High-dose etoposide (2.0-2.4 g m(-2)) with granulocyte colony-stimulating factor (G-CSF) is an effective strategy to mobilize peripheral blood progenitor cells (PBPCs), although in some patients this is associated with significant toxicity. Sixty-three patients with malignancy were enrolled into this non-randomized sequential study. The majority (55/63, 87%) had received at least two prior regimens of chemotherapy, and seven patients had previously failed to mobilize following high-dose cyclophosphamide with G-CSF. Consecutive patient groups received etoposide at three dose levels [2.0 g m(-2) (n = 22), 1.8 g m(-2) (n = 20) and 1.6 g m(-2) (n = 21)] followed by daily G-CSF. Subsequent leukaphereses were assayed for CD34+ cell content, with a target total collection of 2.0 x 10(6) CD34+ cells kg(-1).

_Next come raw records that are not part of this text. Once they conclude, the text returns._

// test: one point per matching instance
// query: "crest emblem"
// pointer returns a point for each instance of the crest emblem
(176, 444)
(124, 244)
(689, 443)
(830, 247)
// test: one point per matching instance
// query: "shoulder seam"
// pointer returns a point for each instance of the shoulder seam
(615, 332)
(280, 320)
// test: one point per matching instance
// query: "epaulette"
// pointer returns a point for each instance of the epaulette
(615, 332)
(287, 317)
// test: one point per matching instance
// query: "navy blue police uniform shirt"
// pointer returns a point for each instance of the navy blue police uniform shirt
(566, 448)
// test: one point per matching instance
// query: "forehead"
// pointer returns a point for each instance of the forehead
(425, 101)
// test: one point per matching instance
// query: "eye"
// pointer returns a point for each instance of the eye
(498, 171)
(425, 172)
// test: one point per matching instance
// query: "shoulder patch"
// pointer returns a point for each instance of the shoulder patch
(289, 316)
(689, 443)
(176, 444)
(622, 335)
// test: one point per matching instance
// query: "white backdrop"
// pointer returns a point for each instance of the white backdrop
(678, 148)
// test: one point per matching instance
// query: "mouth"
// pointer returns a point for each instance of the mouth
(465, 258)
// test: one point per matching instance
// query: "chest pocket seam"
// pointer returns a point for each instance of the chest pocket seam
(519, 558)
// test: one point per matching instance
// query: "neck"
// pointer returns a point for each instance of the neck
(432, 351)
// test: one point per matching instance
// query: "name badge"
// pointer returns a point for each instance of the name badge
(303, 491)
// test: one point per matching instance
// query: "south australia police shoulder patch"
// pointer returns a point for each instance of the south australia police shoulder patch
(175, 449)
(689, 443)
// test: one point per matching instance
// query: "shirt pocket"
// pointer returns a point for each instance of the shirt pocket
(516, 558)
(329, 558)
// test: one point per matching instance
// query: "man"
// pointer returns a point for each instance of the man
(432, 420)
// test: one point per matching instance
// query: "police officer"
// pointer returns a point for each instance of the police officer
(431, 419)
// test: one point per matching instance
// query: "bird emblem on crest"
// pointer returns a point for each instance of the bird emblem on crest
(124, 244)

Toxicity was assessed by the development of significant mucositis, the requirement for parenteral antibiotics or blood component support and rehospitalization incidence. Ten patients (16%) had less than the minimum target yield collected. Median collections in the three groups were 4.7 (2 g m(-2)), 5.7 (1.8 g m(-2)) and 6.5 (1.6 g m(-2)) x 10(6) CD34+ cells kg(-1). Five of the seven patients who had previously failed cyclophosphamide mobilization achieved more than the target yield. Rehospitalization incidence was significantly lower in patients receiving 1.6 g m(-2) etoposide than in those receiving 2.0 g m(-2) (P = 0.03). These data suggest that high-dose etoposide with G-CSF is an efficient mobilization regimen in the majority of heavily pretreated patients, including those who have previously failed on high-dose cyclophosphamide with G-CSF. An etoposide dose of 1.6 g m(-2) appears to be as effective as higher doses but less toxic.